The foregoing purposes and features, as well as other purposes and features, will become apparent with reference to the description and accompanying figures below, which are included to provide an understanding of the invention and constitute a part of the specification, in which like numerals represent like elements, and in which:
It is to be understood that the figures and descriptions of the present invention have been simplified to illustrate elements that are relevant for a more clear comprehension of the present invention, while eliminating, for the purpose of clarity, many other elements found in multichannel iontophoretic devices for dental and dermal applications. Those of ordinary skill in the art may recognize that other elements and/or steps are desirable and/or required in implementing the present invention. However, because such elements and steps are well known in the art, and because they do not facilitate a better understanding of the present invention, a discussion of such elements and steps is not provided herein. The disclosure herein is directed to all such variations and modifications to such elements and methods known to those skilled in the art.
Unless defined otherwise, all technical and scientific terms used herein have the same meaning as commonly understood by one of ordinary skill in the art to which this invention belongs. Although any methods and materials similar or equivalent to those described herein can be used in the practice or testing of the present invention, the preferred methods and materials are described.
As used herein, each of the following terms has the meaning associated with it in this section.
The articles “a” and “an” are used herein to refer to one or to more than one (i.e., to at least one) of the grammatical object of the article. By way of example, “an element” means one element or more than one element.
“About” as used herein when referring to a measurable value such as an amount, a temporal duration, and the like, is meant to encompass variations of ±20%, ±10%, ±5%, ±1%, and ±0.1% from the specified value, as such variations are appropriate.

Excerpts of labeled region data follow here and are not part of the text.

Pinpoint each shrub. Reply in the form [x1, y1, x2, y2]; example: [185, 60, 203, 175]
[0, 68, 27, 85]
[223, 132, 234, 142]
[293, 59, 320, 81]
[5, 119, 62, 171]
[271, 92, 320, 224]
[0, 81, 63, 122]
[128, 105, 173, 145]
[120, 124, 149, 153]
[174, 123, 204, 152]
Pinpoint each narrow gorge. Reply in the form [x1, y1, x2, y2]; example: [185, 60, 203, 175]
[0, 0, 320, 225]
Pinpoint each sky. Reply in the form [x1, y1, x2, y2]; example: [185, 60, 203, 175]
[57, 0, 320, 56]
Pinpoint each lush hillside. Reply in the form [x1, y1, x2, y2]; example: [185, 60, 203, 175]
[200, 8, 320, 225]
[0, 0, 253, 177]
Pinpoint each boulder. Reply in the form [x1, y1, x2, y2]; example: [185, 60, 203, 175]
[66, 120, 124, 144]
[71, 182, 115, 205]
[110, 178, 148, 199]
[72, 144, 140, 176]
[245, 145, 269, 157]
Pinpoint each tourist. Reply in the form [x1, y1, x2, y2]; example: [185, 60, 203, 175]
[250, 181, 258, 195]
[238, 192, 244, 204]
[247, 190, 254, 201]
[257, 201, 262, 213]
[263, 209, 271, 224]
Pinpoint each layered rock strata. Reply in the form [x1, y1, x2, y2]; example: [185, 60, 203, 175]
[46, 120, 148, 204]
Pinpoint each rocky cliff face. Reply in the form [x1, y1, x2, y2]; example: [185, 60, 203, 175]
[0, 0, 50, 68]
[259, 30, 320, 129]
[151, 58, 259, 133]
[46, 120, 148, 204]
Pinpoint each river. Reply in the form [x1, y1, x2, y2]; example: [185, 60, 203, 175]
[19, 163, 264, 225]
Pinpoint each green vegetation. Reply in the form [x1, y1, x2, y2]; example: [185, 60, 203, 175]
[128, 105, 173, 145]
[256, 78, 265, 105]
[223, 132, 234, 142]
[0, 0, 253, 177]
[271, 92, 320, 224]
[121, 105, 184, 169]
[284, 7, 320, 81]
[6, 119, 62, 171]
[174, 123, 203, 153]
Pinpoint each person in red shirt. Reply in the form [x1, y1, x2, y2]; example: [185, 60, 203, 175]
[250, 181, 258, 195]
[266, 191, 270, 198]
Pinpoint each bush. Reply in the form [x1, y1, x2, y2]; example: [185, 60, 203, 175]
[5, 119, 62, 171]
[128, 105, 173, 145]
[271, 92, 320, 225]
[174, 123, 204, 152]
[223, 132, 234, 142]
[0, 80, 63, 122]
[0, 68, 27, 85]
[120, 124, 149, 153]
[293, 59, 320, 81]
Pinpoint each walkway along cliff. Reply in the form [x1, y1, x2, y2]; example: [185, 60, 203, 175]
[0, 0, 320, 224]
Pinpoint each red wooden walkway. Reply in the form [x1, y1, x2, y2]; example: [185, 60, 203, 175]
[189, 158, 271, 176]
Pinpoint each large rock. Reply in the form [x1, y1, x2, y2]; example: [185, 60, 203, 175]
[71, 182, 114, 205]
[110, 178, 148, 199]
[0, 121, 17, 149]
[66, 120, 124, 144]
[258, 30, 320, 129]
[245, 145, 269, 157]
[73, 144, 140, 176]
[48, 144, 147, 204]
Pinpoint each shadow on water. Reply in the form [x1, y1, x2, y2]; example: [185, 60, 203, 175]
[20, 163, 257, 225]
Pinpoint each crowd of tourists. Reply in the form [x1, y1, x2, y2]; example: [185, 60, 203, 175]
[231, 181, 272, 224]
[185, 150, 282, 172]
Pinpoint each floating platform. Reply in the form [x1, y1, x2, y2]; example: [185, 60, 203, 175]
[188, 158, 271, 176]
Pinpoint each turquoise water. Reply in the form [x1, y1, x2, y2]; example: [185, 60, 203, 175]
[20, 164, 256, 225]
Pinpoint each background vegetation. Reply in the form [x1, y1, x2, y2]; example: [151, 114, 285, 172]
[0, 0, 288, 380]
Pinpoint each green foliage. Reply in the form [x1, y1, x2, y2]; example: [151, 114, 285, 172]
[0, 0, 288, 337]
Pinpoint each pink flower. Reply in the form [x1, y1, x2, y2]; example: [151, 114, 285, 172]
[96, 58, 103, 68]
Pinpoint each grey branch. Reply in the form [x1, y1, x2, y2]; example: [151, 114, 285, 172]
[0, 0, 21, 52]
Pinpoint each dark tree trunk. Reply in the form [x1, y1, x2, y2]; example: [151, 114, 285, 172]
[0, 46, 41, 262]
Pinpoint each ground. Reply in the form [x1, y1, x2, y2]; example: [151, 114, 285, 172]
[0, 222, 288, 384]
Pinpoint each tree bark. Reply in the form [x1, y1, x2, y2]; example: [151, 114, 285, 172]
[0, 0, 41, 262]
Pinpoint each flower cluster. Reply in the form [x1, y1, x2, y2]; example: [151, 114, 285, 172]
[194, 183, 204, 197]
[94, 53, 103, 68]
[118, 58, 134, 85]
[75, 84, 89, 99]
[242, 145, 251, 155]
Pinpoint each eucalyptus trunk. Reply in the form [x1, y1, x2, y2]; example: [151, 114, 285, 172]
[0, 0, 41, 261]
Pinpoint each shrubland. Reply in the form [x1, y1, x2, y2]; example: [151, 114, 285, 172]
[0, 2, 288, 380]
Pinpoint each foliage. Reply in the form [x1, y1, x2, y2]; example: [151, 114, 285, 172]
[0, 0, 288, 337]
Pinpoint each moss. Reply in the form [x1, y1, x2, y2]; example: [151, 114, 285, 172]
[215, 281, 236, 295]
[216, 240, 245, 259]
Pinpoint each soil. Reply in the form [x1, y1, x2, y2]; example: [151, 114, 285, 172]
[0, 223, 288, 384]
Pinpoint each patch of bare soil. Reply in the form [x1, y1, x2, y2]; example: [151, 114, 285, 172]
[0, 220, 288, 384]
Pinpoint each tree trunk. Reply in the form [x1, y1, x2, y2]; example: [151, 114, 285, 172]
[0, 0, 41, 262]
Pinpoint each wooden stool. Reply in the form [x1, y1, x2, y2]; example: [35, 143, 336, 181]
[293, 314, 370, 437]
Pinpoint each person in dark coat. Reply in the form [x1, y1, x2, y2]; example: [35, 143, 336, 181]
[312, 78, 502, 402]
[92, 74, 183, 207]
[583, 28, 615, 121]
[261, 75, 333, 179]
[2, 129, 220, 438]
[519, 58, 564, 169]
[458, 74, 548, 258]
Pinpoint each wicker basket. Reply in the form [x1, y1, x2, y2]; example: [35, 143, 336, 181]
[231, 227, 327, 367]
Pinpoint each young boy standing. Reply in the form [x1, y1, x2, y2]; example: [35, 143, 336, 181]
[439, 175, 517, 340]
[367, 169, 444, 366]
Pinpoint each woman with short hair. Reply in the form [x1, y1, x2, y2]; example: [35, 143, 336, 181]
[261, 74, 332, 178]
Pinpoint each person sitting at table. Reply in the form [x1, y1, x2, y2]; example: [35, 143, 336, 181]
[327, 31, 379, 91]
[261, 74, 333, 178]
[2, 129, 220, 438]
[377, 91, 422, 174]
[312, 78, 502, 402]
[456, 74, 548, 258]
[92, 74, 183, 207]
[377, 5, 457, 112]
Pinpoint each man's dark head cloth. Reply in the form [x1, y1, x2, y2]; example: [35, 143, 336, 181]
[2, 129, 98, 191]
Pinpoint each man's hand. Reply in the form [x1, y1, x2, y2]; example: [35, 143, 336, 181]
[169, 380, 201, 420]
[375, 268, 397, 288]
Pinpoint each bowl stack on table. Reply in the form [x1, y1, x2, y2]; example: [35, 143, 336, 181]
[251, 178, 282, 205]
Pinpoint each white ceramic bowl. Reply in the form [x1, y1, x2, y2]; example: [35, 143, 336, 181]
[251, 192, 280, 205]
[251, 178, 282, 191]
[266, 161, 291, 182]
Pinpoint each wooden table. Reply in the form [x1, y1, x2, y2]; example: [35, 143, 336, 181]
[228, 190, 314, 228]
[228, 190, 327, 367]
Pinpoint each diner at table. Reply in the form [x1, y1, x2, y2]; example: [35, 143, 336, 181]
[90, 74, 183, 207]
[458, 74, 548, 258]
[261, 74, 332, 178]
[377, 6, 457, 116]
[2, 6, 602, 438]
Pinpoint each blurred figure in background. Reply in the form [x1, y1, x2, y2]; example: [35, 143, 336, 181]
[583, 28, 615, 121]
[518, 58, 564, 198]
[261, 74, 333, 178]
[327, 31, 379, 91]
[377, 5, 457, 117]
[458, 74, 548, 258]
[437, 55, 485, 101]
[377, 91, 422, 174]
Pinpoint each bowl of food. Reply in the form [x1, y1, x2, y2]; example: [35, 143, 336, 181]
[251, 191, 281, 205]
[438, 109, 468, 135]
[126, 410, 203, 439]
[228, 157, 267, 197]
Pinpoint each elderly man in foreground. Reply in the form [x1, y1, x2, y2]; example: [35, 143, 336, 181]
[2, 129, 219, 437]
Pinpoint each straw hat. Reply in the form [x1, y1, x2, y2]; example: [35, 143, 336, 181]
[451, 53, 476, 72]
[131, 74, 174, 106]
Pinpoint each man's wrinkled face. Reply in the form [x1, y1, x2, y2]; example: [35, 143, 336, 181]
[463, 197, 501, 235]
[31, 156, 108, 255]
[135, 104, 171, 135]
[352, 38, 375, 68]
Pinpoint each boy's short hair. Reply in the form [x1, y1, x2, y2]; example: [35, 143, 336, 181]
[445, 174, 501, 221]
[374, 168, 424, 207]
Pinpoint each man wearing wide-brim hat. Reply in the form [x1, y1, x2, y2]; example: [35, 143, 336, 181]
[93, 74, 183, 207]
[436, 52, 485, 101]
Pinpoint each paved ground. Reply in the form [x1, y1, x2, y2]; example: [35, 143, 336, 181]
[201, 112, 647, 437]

Ranges: throughout this disclosure, various aspects of the invention can be presented in a range format. It should be understood that the description in range format is merely for convenience and brevity and should not be construed as an inflexible limitation on the scope of the invention. Where appropriate, the description of a range should be considered to have specifically disclosed all the possible subranges as well as individual numerical values within that range. For example, description of a range such as from 1 to 6 should be considered to have specifically disclosed subranges such as from 1 to 3, from 1 to 4, from 1 to 5, from 2 to 4, from 2 to 6, from 3 to 6 etc., as well as individual numbers within that range, for example, 1, 2, 2.7, 3, 4, 5, 5.3, and 6. This applies regardless of the breadth of the range.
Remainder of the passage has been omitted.